Business Psychology - Latest Findings

Article No. 110
Supervision Findings, by James Larsen, Ph.D.

Life on the Tightrope

Researchers explore ways managers can enhance their reputations.

Put yourself in the position of a newly-promoted, first-line supervisor for a moment and consider your position. You were selected because you're reliable, hard working, and well liked. And your managers expect you'll get good cooperation from your employees. But they also expect your area to maintain or improve upon past output levels.

Your employees, on the other hand, recognize you as one of them. They believe you'll represent them to upper management, so they expect more understanding, less pressure, and fewer problems.

Contradictory expectations?! Oh, yes!!

Now, stay with this supervisor a few moments longer and look ahead. Both groups will evaluate you and make judgments about you, but these impact each other. If your employees decide you're a traitor believing you've sold them out, they'll withhold discretionary effort and cooperation, and the managers who are watching you will notice. Conversely, if your managers feel they're talking to an employee representative whenever you speak up, they'll say you're having trouble making the transition to management, and they'll ignore your requests for needed resources. Your employees will notice this neglect, you'll appear quite impotent to them, and they'll begin to ignore you, too.

The only comforting aspect of contradictory expectations like these is that every manager at every level, in every organization, faces them. This supervisor has a lot of company.

Anne S. Tsui, who holds appointments at both Hong Kong University and the University of California at Irvine, recently led a team of researchers who studied the problem of contradictory expectations. They explored the outcomes of various strategies mid-level managers employ to respond to them, and they found that some strategies lead to enhanced reputations of competence, while others led to diminished reputations.

Tsui and her team examined 2 groups of middle managers, 316 managers in a public service agency, and 94 managers in a Fortune 500 service firm. They began by identifying strategies the managers used in these difficult circumstances, and they found several familiar tactics:

    1. Managers tried harder, displaying increased effort.
    2. Managers explained their actions to enhance understanding.
    3. Managers tried to alter people's expectations to better match their managerial actions.
    4. Managers enlisted the help of powerful allies to persuade people to change their expectations.
    5. Managers avoided contradictory expectations by ignoring them, avoiding people who held them, distorting information, and by reorganizing people or assignments.
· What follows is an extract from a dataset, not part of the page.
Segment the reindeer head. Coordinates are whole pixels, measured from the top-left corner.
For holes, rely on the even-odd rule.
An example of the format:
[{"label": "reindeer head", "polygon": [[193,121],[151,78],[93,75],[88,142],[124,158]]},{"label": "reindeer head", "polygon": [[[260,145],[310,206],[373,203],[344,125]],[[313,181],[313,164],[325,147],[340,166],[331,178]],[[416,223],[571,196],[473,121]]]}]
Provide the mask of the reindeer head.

Next, Tsui and her team considered these managers' reputations and found that using increased effort and explanations (#s 1 & 2) enhanced reputations; while attempts to alter expectations (#s 3 & 4) generally backfired and led to diminished reputations. They did, however, notice an exception in the Fortune 500 firm. Executives and peers in this company did not react negatively to managers' efforts to alter their expectations. Finally, avoidance tactics (#5) always led to diminished reputations.

Tsui's team also noticed one more curious finding: Merely asking for negative feedback had a positive impact on managers' reputations, while asking for positive feedback had the opposite effect. It led to diminished reputations. So being open to criticism enhanced reputations while signalling a desire to avoid it hurt reputations.

Reference: Tsui, Anne S., Susan J. Ashford, Lynda St. Clair, and Katherine R. Xin (1995). Dealing with Discrepant Expectations: Response Strategies and Managerial Effectiveness. Academy of Management Journal, 38 (6), 1515-1543.